Una reflexión nietzscheana sobre la educación (2ª parte)



«Allí donde el hombre intuitivo, como en la Grecia antigua, maneja sus armas de manera más potente y victoriosa que su adversario, puede si las circunstancias son favorables, configurar una cultura y establecer el dominio del arte sobre la vida; ese fingir, ese rechazo de la indigencia, ese brillo de las intuiciones metafóricas y, en suma, esa inmediatez del engaño acompañan todas las manifestaciones de una vida de esa especie.»
Friedrich Nietzsche, Sobre verdad y mentira en sentido extramoral


Nietzsche afirmaba que una de las tendencias más nocivas a evitar en la educación es la fabricación en serie de individuos lo más uniformes y parecidos posible, como si estos fueran piezas intercambiables dentro de un sistema productivo en cadena. Al mismo tiempo, creía en una educación en la que cada alumno fuese capaz de encontrar su propia voz con el fin de ser él mismo, de buscar su propia autenticidad en medio de tanta homogeneidad y uniformización,

Ese sistema educativo debería contribuir al desarrollo de lo que todavía no se ha llegado a ser, pero que podría llegar a su cumplimiento si se diesen las condiciones favorables para ello. Se trataría de fomentar la singularidad que hay en cada uno de nosotros y que nos hace seres únicos e irrepetibles, y no meras copias o repeticiones de otros. Dicho en otras palabras, debería contribuir a la actualidad de lo potencial de cada uno -son los términos de Aristóteles-, a la reivindicación de nuestra particularidad.

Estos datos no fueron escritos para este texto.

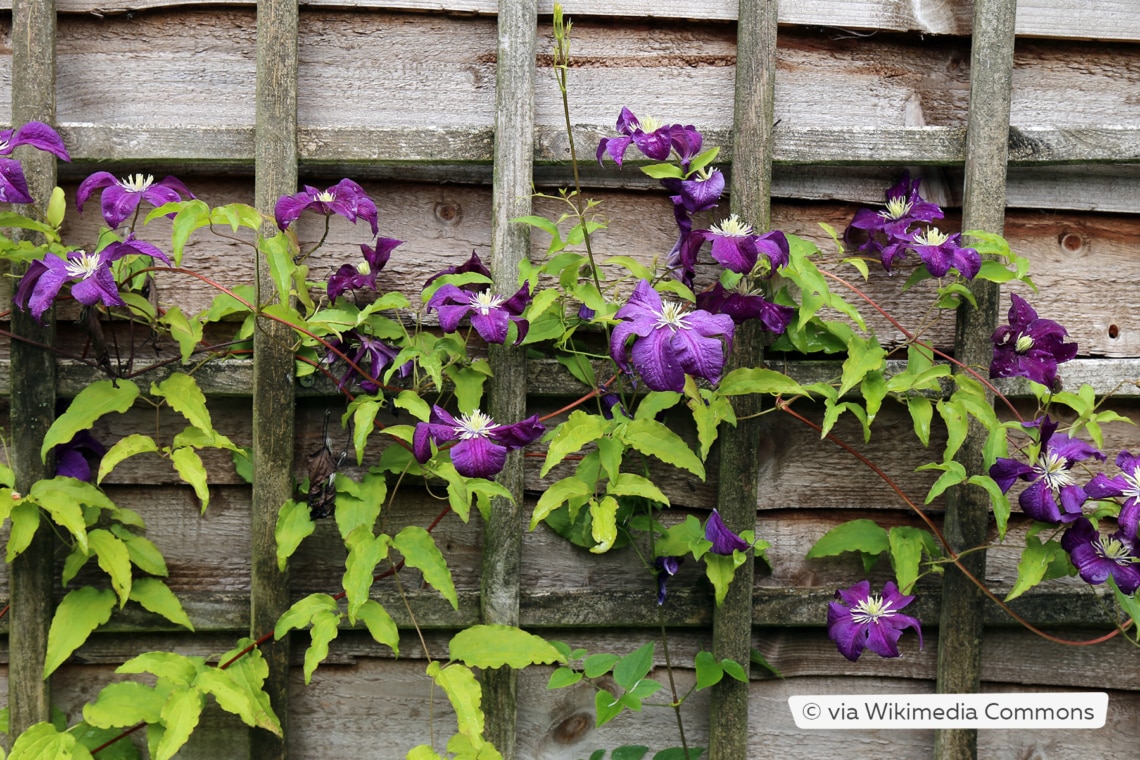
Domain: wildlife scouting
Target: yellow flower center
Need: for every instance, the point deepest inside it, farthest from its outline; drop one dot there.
(136, 182)
(474, 425)
(82, 266)
(933, 236)
(896, 209)
(732, 227)
(871, 610)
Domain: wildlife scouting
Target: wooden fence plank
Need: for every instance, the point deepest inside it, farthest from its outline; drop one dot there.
(738, 481)
(33, 391)
(967, 522)
(514, 129)
(273, 359)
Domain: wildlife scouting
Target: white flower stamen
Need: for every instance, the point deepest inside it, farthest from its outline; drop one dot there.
(136, 182)
(1053, 470)
(732, 227)
(896, 209)
(1114, 549)
(673, 316)
(474, 425)
(82, 264)
(933, 237)
(485, 301)
(871, 610)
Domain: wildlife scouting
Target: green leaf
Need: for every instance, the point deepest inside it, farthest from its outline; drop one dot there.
(365, 554)
(76, 617)
(249, 672)
(380, 624)
(125, 703)
(465, 695)
(863, 536)
(155, 596)
(115, 561)
(302, 612)
(176, 669)
(634, 667)
(709, 671)
(906, 546)
(294, 524)
(123, 449)
(556, 495)
(495, 646)
(571, 435)
(179, 717)
(190, 470)
(755, 380)
(98, 399)
(657, 440)
(420, 552)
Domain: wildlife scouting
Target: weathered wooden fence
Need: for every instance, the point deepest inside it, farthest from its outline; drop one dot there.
(446, 109)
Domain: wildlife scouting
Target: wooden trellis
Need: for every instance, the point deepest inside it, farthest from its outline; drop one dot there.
(509, 141)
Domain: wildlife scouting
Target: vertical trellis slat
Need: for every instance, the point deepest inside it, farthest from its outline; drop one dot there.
(33, 381)
(273, 374)
(514, 130)
(984, 207)
(739, 474)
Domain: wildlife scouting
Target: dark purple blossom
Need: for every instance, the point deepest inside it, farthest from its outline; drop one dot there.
(941, 252)
(364, 274)
(90, 275)
(490, 313)
(737, 248)
(862, 620)
(121, 196)
(652, 138)
(79, 457)
(345, 198)
(1028, 346)
(887, 230)
(37, 135)
(1098, 556)
(670, 341)
(1052, 495)
(724, 540)
(665, 568)
(481, 444)
(1128, 485)
(472, 266)
(369, 353)
(744, 303)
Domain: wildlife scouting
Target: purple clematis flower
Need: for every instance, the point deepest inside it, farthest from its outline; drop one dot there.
(744, 303)
(737, 248)
(369, 353)
(652, 138)
(482, 444)
(79, 457)
(90, 274)
(1052, 496)
(1098, 556)
(490, 313)
(121, 196)
(38, 135)
(724, 540)
(670, 341)
(1029, 346)
(941, 252)
(345, 198)
(870, 621)
(665, 568)
(1126, 484)
(364, 274)
(887, 230)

A la luz de la nueva ley que acaba de implantarse en todos los niveles educativos -la LOMCE-, cabría preguntarse si el objetivo de este nuevo modelo de educación no es tanto la formación de ciudadanos aptos para la vida en sociedad, como la creación de consumidores cuya ideología no cuestione los privilegios de los poderes establecidos.

Puede que para lograr ese objetivo hubiese que empezar a hacer las cosas de otra forma, a pensar en la educación desde un punto de vista más amplio al que se ha venido utilizando hasta ahora.

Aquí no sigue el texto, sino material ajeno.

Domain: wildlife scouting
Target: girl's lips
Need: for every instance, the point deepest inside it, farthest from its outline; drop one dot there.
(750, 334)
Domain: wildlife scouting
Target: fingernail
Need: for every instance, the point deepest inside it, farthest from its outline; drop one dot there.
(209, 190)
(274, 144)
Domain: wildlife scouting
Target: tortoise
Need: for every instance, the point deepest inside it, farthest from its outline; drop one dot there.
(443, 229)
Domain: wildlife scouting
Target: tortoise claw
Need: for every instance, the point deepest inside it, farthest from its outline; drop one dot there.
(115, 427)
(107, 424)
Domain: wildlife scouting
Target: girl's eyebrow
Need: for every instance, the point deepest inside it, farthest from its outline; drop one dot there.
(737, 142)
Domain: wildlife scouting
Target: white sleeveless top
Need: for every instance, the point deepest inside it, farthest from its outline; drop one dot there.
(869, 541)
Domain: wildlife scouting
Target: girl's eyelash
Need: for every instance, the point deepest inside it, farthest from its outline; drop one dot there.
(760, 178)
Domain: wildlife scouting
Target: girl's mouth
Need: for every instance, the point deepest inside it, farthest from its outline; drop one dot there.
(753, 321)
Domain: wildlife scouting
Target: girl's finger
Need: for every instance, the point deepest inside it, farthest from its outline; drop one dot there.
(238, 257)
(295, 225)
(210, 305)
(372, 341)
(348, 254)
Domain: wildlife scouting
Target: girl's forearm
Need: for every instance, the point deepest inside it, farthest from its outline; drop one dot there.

Para empezar, se podría quitar importancia de una vez por todas a los resultados cuantificables -las tan temidas “calificaciones”-, para concedérsela al proceso cualitativo mediante el cual un individuo llega a ser lo que realmente es, o mejor, lo que realmente quiere llegar a ser.

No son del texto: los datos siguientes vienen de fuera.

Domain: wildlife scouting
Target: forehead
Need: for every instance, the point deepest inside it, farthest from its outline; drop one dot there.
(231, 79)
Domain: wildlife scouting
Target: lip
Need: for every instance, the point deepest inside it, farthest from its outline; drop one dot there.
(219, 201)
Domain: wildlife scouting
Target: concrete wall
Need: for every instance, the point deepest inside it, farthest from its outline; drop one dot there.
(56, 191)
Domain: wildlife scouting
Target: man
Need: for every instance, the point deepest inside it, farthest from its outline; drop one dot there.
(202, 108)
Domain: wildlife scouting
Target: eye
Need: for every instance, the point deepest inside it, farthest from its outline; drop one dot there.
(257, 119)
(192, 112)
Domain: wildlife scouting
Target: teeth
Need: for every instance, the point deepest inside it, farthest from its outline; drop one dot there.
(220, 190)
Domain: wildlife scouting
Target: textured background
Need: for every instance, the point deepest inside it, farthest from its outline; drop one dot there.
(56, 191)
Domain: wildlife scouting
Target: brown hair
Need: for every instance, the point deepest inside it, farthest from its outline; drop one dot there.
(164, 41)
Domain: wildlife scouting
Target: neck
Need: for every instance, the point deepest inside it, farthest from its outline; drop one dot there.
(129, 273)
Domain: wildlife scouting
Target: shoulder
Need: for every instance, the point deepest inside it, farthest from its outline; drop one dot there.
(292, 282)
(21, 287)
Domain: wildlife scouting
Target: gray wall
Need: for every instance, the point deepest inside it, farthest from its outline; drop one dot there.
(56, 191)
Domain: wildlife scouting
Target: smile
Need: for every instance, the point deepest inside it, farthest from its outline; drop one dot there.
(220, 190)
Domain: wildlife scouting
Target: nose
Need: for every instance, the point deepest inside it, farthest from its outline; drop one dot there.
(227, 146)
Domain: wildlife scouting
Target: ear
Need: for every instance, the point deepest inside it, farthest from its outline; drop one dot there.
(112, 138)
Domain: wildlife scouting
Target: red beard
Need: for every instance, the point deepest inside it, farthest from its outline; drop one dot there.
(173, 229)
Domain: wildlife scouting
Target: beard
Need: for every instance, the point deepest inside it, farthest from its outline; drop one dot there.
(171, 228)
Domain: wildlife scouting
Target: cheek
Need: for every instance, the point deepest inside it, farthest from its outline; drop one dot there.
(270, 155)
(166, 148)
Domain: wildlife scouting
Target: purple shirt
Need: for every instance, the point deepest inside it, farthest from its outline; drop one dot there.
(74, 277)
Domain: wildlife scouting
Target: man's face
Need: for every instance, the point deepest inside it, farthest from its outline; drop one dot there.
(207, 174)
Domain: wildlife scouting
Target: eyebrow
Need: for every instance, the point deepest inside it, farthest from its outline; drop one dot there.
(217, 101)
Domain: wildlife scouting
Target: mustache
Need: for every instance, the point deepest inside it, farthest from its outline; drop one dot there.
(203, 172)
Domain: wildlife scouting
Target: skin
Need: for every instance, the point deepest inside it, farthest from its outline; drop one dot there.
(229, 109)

Como decía Ortega y Gasset, la existencia no puede concebirse como la trayectoria fija de una bala, sino como un proyecto en constante edificación. Por eso no se entiende esta forma tan reduccionista y simple de concebir la educación, que sólo se centra en los resultados, en criterios perfectamente cuantificables, aunque ahora se escondan tras etiquetas tan indescifrables y pomposas como “estándares de aprendizaje” y cosas así.

En ese posible sistema educativo más creativo, aunque también mucho más arriesgado, en lugar de ese rol entre inquisidor y notario en el que se le ha encorsetado, el papel del educador podría consistir en orientar al alumno en esta investigación personal de lo que se es, algo que ya intuyó Sócrates cuando se autodefinió como un ser estéril de conocimientos, cuya virtud residía precisamente en ayudar a los demás en la adquisición de una sabiduría que a él parecía resistírsele. Nada más, pero también nada menos, que un catalizador de voluntades, un detonante de vocaciones encubiertas o un conductor de potencialidades adormecidas.

Comentarios

  1. Cada vez el Estado es menos un "nosotros" y más un "ellos" enemigo. Si tuviera hijos renunciaría a que cualquier sistema público o privado les enseñara lo que realmente considero valioso en el proceso educativo. Las autoridades están a todo lo contrario. Usaría la formación académica para la enseñanza instrumental y las lecturas, visitas culturales, etc para convertirlo en una persona. Desgraciadamente, la mayoría de los padres no tiene tiempo para meditar sobre estas cuestiones, ni tampoco para dedicar a sus hijos.